Pomegranates are everywhere. Ever since they were crowned the “Superfood of the 21st Century” a few years ago, pomegranates have been spotted in everything from fruit smoothies to Thanksgiving stuffing. I have seen the bright red seeds mixed into gourmet chocolate bars, gelato, salads, and sauces, and pomegranate juice, once carried exclusively by health food stores, can now be purchased at your local 7-11 in various sizes. I would be willing to bet, however, that many people who are stocking up on these pomegranate products by the organic truckload could not even tell you what the health benefits of this ubiquitous fruit are (I couldn’t until I did a little research.)
Research reports that pomegranates are rich in vitamin C, antioxidants, and can also help to lower your “bad” cholesterol. In addition, pomegranate juice, like aspirin, can help keep blood platelets from clumping together and forming unwanted clots. These are just a few of the many potential benefits of eating pomegranates.
One of the definite benefits of eating a pomegranate is that they are absolutely delicious. The plump, juicy little seeds are a nice combination of sweet and tart. Up until yesterday, I hadn’t used them at all in my cooking, but let me tell you, after tasting this Pomegranate and Pistachio White andWild Rice Salad, I think that I will be incorporating them often. I am so glad that I made enough for leftovers–it was really wonderful and I can’t wait to have it again. There are so many flavors and textures going on at the same time with the salty, crunchy pistachios, the caramelized red onions, the two kinds of rice, and the juicy seeds. In addition, as you can see from the photo, it’s not bad to look at either! With this recipe, I think that I have found my side dish for the next time I entertain. I might even plan the whole meal around it–it’s that good! Here are some tips for perfect pilaf:
- If you are using whole pomegranates, it is important to note that their juice stains (cutting boards too!), so be sure that you are not wearing your favorite outfit when you cut into them.
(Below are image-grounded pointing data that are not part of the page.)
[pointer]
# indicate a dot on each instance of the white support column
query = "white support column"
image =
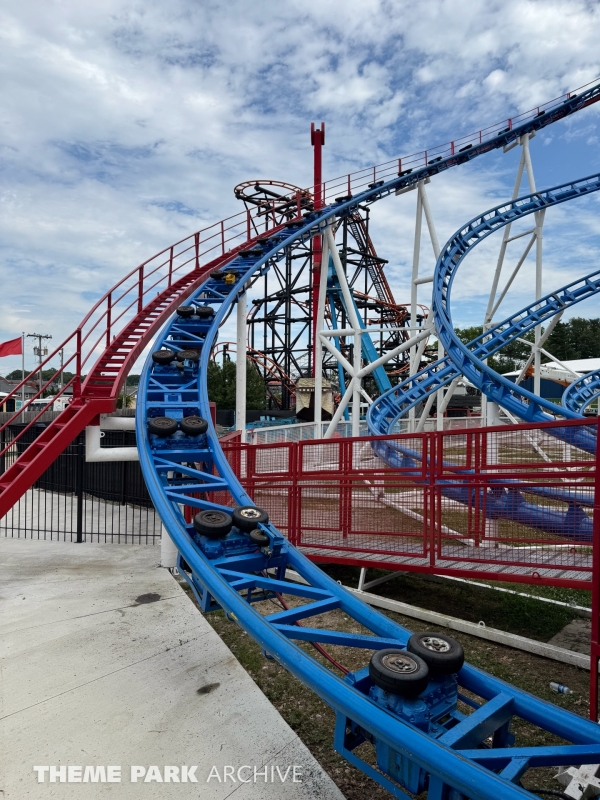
(436, 252)
(539, 222)
(240, 367)
(356, 393)
(318, 390)
(413, 291)
(168, 551)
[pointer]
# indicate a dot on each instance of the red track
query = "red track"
(101, 387)
(142, 301)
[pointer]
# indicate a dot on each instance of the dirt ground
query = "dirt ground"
(314, 721)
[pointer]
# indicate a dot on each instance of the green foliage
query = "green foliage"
(510, 358)
(221, 385)
(47, 374)
(577, 338)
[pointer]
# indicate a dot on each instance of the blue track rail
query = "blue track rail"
(578, 396)
(421, 744)
(425, 743)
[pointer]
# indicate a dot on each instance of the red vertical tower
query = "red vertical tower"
(317, 139)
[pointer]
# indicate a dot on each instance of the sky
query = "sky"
(124, 127)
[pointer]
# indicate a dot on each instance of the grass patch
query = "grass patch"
(313, 720)
(473, 603)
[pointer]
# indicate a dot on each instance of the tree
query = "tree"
(510, 358)
(577, 338)
(221, 385)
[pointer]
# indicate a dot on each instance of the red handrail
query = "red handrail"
(112, 308)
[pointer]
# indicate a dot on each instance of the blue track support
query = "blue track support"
(421, 745)
(468, 360)
(582, 392)
(336, 340)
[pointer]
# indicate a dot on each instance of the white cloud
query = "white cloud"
(125, 125)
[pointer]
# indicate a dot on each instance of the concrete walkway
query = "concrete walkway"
(106, 662)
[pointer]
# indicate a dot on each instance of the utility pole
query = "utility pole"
(40, 352)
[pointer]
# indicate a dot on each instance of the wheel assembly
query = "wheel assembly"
(213, 523)
(259, 538)
(189, 355)
(399, 672)
(442, 654)
(165, 356)
(247, 518)
(162, 426)
(186, 311)
(193, 426)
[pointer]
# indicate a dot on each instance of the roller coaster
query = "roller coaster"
(429, 721)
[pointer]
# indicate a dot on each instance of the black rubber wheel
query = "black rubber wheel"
(163, 356)
(259, 538)
(193, 426)
(246, 518)
(213, 524)
(162, 426)
(186, 311)
(189, 355)
(442, 654)
(399, 672)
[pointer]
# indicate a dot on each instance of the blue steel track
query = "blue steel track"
(449, 754)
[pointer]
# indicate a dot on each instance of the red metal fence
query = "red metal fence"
(513, 503)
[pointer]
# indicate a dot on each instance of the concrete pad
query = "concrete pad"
(106, 662)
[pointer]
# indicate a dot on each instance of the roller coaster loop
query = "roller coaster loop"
(582, 392)
(233, 557)
(126, 318)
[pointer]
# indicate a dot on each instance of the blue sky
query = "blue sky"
(124, 126)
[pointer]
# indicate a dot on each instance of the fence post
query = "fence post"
(141, 288)
(79, 485)
(108, 317)
(594, 643)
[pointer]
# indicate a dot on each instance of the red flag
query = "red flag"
(11, 348)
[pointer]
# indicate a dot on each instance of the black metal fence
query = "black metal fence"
(77, 501)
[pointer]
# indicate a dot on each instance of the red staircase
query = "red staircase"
(151, 294)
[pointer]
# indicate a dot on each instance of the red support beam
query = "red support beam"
(317, 139)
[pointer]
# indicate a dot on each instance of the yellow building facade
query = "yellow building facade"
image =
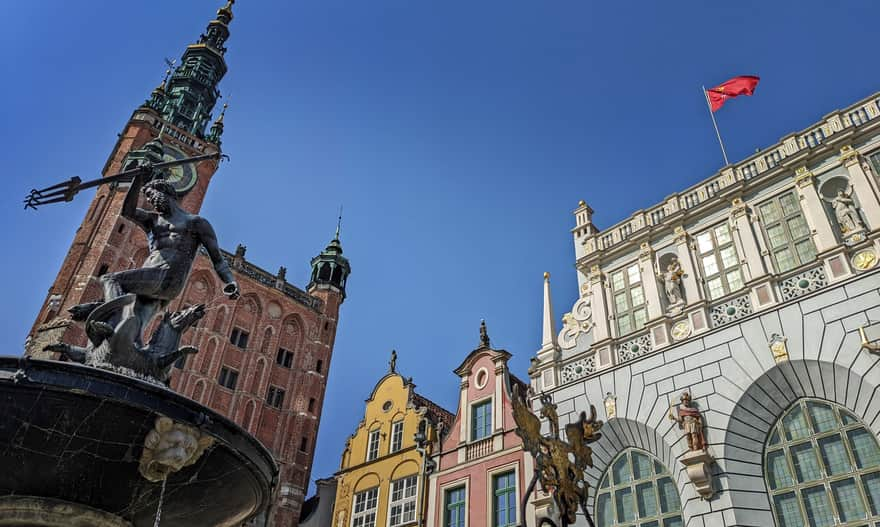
(382, 479)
Work close to a sink or over a large bowl.
- To open and get the seeds out of a pomegranate, make a cut through the top and halfway through the pomegranate with a chef’s knife. Pry open the fruit the rest of the way with your fingers. Make a second cut, again halfway through the fruit, and use your fingers to pry it open, so that you are left with four quarters of the pomegranate. Working over a bowl, use your fingers to scoop out the seeds from the peel and the membrane. Fill the bowl partially with water, and the seeds will sink to the bottom as the membranes float to the top. Once you are done stripping the seeds from the skin, skim the membranes from the top of the water and strain the seeds. Use immediately or store in an airtight container for 2-3 days.
- To make this recipe faster and easier, you can substitute a white and wild rice mixture for the separate wild and white rices. Cook according to package directions and combine with the remaining ingredients.
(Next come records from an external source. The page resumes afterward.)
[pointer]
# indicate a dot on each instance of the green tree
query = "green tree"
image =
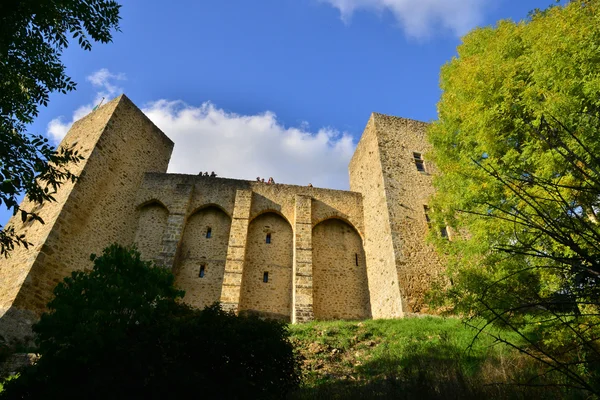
(33, 35)
(517, 140)
(118, 332)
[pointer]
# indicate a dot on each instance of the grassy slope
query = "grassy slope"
(424, 358)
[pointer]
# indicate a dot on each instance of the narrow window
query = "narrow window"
(444, 232)
(419, 162)
(427, 218)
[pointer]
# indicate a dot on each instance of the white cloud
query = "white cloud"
(420, 18)
(103, 80)
(208, 138)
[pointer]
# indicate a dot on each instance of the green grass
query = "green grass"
(424, 358)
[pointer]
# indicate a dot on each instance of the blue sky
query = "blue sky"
(285, 85)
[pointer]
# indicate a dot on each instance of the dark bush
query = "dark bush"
(118, 332)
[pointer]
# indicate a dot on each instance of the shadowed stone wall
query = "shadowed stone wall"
(407, 191)
(119, 144)
(318, 236)
(395, 192)
(197, 251)
(339, 272)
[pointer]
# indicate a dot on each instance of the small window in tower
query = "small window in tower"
(444, 232)
(419, 162)
(427, 217)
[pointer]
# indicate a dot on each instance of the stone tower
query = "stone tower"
(119, 144)
(390, 170)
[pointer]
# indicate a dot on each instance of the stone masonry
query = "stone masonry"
(290, 252)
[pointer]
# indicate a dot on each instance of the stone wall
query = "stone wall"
(152, 223)
(366, 177)
(384, 169)
(333, 254)
(288, 212)
(339, 272)
(200, 250)
(119, 144)
(274, 258)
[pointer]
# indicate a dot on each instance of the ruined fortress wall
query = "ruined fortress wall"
(273, 257)
(366, 177)
(339, 272)
(199, 250)
(252, 207)
(153, 217)
(407, 191)
(119, 144)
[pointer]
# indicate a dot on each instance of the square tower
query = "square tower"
(392, 172)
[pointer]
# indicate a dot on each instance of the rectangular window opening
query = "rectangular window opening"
(419, 162)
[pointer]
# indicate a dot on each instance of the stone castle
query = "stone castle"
(292, 252)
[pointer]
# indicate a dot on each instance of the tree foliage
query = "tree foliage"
(118, 331)
(33, 35)
(518, 143)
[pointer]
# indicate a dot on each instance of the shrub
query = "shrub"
(119, 332)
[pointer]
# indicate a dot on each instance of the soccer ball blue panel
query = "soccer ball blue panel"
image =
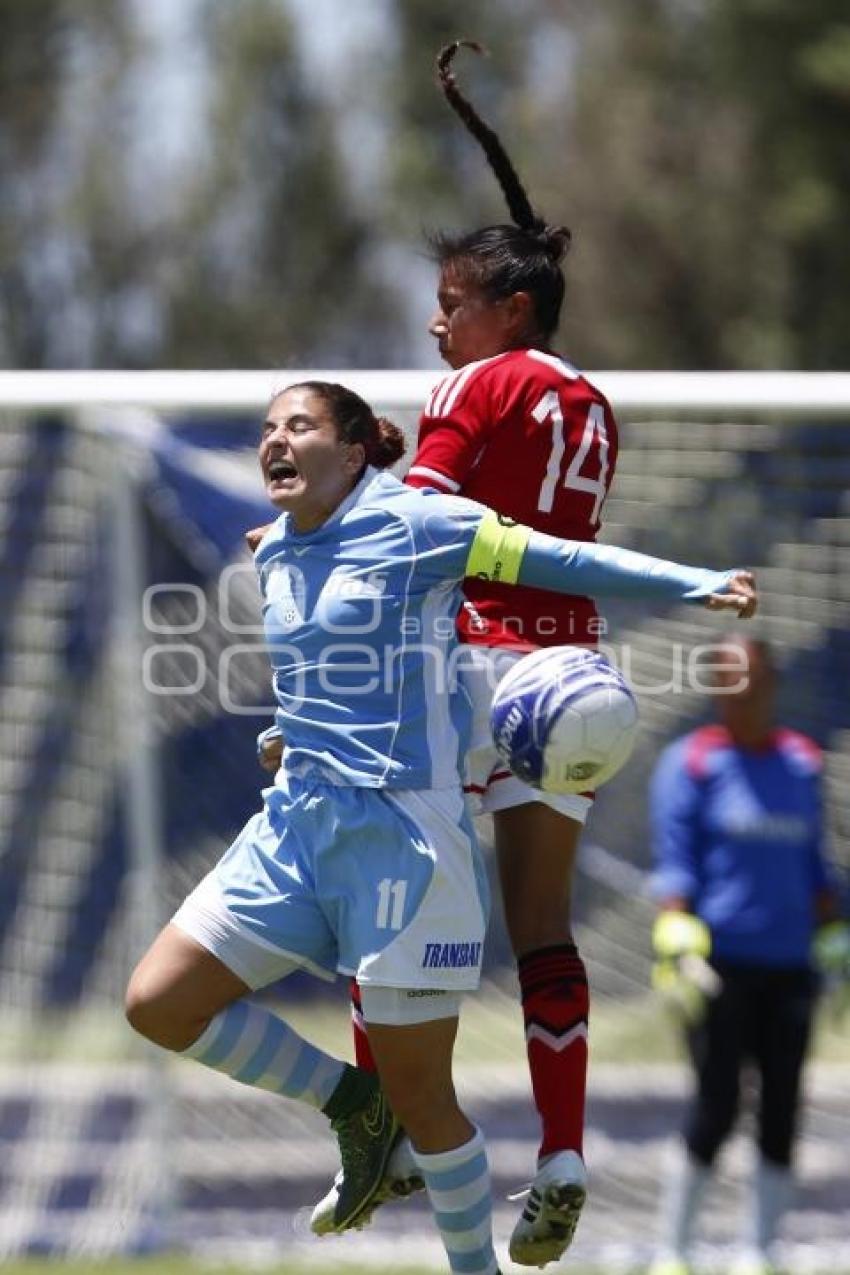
(563, 719)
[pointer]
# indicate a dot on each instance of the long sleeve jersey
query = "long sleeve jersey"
(360, 620)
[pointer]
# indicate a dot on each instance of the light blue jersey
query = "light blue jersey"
(360, 620)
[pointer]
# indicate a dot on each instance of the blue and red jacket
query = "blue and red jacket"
(738, 833)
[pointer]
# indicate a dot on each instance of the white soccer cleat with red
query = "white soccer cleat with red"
(551, 1215)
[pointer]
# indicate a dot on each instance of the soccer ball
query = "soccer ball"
(563, 719)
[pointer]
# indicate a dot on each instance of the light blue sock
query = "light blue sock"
(458, 1186)
(254, 1046)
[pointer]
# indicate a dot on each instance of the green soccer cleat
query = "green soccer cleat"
(366, 1139)
(400, 1180)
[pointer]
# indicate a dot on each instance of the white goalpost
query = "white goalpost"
(122, 770)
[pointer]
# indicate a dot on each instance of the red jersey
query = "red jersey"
(526, 435)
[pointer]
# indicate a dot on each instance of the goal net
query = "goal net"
(133, 684)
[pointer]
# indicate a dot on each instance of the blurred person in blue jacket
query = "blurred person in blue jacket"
(748, 922)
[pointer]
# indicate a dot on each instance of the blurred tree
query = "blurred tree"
(279, 270)
(250, 255)
(707, 182)
(68, 241)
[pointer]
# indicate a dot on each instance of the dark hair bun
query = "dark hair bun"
(556, 241)
(388, 445)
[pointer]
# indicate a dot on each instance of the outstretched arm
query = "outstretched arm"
(515, 555)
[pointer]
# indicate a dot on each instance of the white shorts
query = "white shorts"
(488, 784)
(382, 884)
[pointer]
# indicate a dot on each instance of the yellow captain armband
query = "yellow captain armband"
(497, 550)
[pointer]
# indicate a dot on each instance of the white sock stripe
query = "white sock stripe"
(472, 1241)
(557, 1042)
(461, 1199)
(247, 1042)
(440, 1162)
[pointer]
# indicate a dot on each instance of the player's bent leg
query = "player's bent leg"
(186, 997)
(176, 990)
(537, 848)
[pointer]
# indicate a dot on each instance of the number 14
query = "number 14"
(594, 429)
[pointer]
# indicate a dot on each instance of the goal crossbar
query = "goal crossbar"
(783, 394)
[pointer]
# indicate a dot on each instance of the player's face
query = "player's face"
(306, 467)
(747, 682)
(467, 324)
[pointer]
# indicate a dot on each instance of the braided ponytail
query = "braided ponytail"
(553, 239)
(502, 260)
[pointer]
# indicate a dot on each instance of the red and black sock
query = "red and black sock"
(362, 1049)
(553, 983)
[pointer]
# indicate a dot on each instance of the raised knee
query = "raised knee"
(147, 1011)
Pomegranate and Pistachio Wild Rice Salad
1 tablespoons butter
3 tablespoons olive oil, divided
1 cup thinly sliced red onion
3/4 cup wild rice
2 cups low sodium chicken or vegetable stock, plus more if needed
1/2 cup long grain white rice
2 teaspoons toasted sesame oil
2 tablespoons red wine vinegar
1 tablespoon chopped fresh thyme (or 1 teaspoon dried thyme)
Salt and coarsely ground black pepper
2 scallions, minced
1 cup POM Wonderful pomegranate seeds (about 1 large pomegranate)
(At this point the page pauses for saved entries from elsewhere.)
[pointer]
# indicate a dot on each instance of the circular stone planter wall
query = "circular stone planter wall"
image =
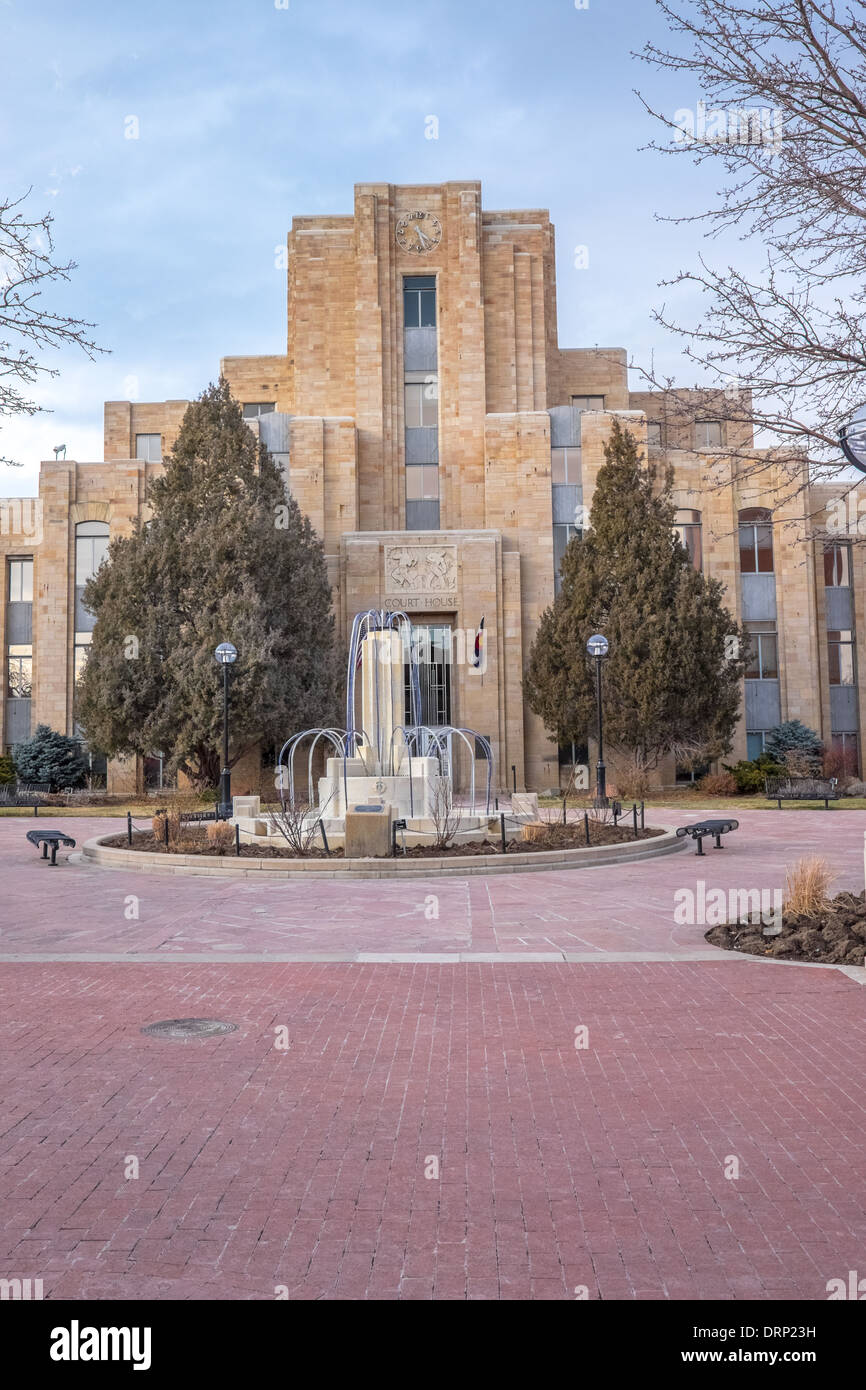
(460, 868)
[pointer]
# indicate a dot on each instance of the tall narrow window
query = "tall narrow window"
(840, 651)
(421, 403)
(420, 302)
(687, 524)
(762, 658)
(20, 672)
(755, 541)
(20, 581)
(837, 566)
2/3 cup roasted shelled pistachios, chopped
3/4 cup chopped flat-leaf parsley
Heat the butter and 1 tablespoon of the olive oil in a medium pot over medium heat. Add the red onion and cook, stirring frequently, until the onions have softened and are beginning to caramelize, 8 to 10 minutes. Add the wild rice to the pot and stir to coat well. Add the chicken stock and bring the mixture to a boil. Stir the rice, cover, reduce the heat, and simmer for 25 minutes. Stir in the white rice, cover, and simmer until the rice is tender, about 20 minutes, adding more stock if necessary. Remove from the heat and let stand, covered, for 5 minutes.
Whisk the sesame oil, vinegar, thyme, and 2 tablespoons of olive oil in a large bowl; season with salt and pepper. Stir in the rice mixture, tossing to coat. Add the scallions, pomegranate seeds, pistachios, and parsley and stir to mix well. Season with salt and pepper. Serve the salad warm, room temperature, or even cold!